Preserve the Community College and Career Training Grant Program (TAACCCT)
The first two years of the Trade Adjustment Assistance Act Community College and Career Training Grant Program have proven to be extremely successful. The program delivers high quality, relevant training to TAA-eligible and other workers. It encourages new program delivery and has generated cooperative agreements between institutions and business.  Two more years of dedicated funding must remain available.
The Carl D. Perkins Career and Technical Education Act
The Basic State Grant helps community colleges improve their career and technical education offerings that lead to high-demand, high-skilled occupations.

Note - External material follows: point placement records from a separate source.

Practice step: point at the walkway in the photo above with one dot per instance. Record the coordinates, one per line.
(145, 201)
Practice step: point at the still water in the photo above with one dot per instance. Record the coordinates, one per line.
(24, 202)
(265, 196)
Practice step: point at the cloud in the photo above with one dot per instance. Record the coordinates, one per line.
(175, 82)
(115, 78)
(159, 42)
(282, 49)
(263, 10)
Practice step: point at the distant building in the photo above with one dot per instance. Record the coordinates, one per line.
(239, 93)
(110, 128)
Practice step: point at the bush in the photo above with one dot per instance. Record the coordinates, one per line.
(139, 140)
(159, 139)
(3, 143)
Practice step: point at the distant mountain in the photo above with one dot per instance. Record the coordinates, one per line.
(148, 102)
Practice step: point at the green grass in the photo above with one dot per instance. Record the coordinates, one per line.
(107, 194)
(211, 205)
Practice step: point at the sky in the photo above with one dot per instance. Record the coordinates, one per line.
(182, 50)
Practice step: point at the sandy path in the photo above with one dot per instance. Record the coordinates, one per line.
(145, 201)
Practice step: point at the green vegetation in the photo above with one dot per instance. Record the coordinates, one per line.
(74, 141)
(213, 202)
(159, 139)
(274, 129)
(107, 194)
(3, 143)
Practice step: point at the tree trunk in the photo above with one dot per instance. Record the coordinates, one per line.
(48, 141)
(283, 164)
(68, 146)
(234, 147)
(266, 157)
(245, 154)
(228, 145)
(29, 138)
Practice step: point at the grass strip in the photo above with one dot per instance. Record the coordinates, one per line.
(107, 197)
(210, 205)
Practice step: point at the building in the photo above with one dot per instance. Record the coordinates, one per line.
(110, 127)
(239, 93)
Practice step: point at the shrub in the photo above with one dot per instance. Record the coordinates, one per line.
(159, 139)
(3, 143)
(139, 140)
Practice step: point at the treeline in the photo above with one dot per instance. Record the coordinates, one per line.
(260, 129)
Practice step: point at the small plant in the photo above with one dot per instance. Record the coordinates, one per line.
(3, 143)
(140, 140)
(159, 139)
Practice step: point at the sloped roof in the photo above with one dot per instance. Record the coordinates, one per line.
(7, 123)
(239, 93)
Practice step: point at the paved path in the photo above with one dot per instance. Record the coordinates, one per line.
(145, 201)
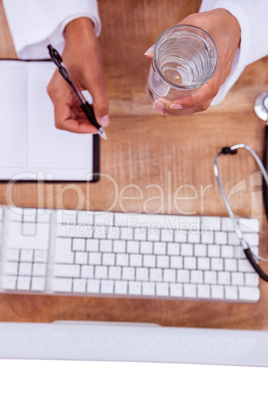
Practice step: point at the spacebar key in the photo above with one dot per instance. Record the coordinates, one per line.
(62, 285)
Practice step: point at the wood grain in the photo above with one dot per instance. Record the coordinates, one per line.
(154, 163)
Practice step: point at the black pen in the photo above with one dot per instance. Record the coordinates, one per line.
(85, 106)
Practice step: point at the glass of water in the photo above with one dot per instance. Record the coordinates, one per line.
(185, 58)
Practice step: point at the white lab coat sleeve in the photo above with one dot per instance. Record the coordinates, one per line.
(252, 16)
(36, 23)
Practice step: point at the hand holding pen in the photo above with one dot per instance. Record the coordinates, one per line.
(82, 56)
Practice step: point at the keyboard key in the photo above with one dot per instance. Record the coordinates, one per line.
(26, 255)
(217, 292)
(40, 256)
(203, 291)
(176, 262)
(39, 269)
(207, 238)
(162, 261)
(11, 268)
(252, 279)
(231, 293)
(210, 277)
(135, 260)
(249, 293)
(159, 248)
(196, 277)
(9, 282)
(85, 217)
(245, 266)
(187, 249)
(173, 249)
(79, 244)
(13, 254)
(180, 237)
(121, 287)
(148, 288)
(25, 268)
(227, 251)
(121, 260)
(146, 247)
(67, 270)
(221, 238)
(203, 263)
(126, 233)
(108, 258)
(213, 250)
(80, 257)
(162, 289)
(155, 274)
(114, 273)
(134, 288)
(106, 246)
(233, 239)
(93, 285)
(142, 274)
(38, 284)
(87, 271)
(128, 273)
(37, 240)
(175, 290)
(79, 285)
(92, 245)
(119, 246)
(153, 234)
(237, 278)
(189, 262)
(224, 278)
(216, 264)
(169, 275)
(23, 283)
(230, 264)
(189, 290)
(107, 286)
(194, 237)
(139, 234)
(101, 272)
(94, 258)
(200, 250)
(64, 253)
(149, 261)
(133, 247)
(167, 235)
(183, 276)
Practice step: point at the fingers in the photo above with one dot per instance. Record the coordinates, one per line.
(149, 53)
(94, 82)
(67, 112)
(198, 102)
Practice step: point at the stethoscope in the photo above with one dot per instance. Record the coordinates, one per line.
(261, 109)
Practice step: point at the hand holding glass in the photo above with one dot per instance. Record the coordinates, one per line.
(185, 57)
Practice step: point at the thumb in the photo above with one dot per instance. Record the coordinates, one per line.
(98, 92)
(149, 53)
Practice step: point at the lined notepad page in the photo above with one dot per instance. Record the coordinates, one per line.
(30, 145)
(65, 155)
(13, 118)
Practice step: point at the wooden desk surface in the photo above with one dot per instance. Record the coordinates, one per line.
(154, 163)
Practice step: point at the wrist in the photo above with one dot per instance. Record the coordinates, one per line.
(78, 29)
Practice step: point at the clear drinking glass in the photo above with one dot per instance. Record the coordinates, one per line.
(185, 58)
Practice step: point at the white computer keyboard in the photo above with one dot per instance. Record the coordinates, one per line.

The Perkins Act has tight accountability standards and promotes collaboration between education sectors.  Congress should at minimum maintain funding for the Perkins Basic State Grants.
Institutional Aid Programs
Investments in direct institutional aid to colleges that serve disproportionate numbers of minority, low-income and first-generation college students are critical. Congress should continue its support for the Strengthening Institutions, Developing Hispanic Serving Institutions (HSIs), Asian American and Native American Pacific Islander Serving Institutions, Tribal Colleges, and Predominately Black Institutions (PBIs) programs.
Workforce Development
American businesses face a shortage of workers with requisite skill levels in key areas. The Workforce Investment Act’s job training and adult basic education programs help meet this growing demand by providing education and training to those who can help meet those needs. 
Science, Technology, Engineering, and Math (STEM)
The National Science Foundation’s Advanced Technological Education (ATE) program is a pillar of support for community college STEM programs. Programs are developed in conjunction with businesses in nanotechnology, alternative energy, advanced manufacturing, and many other critical fields.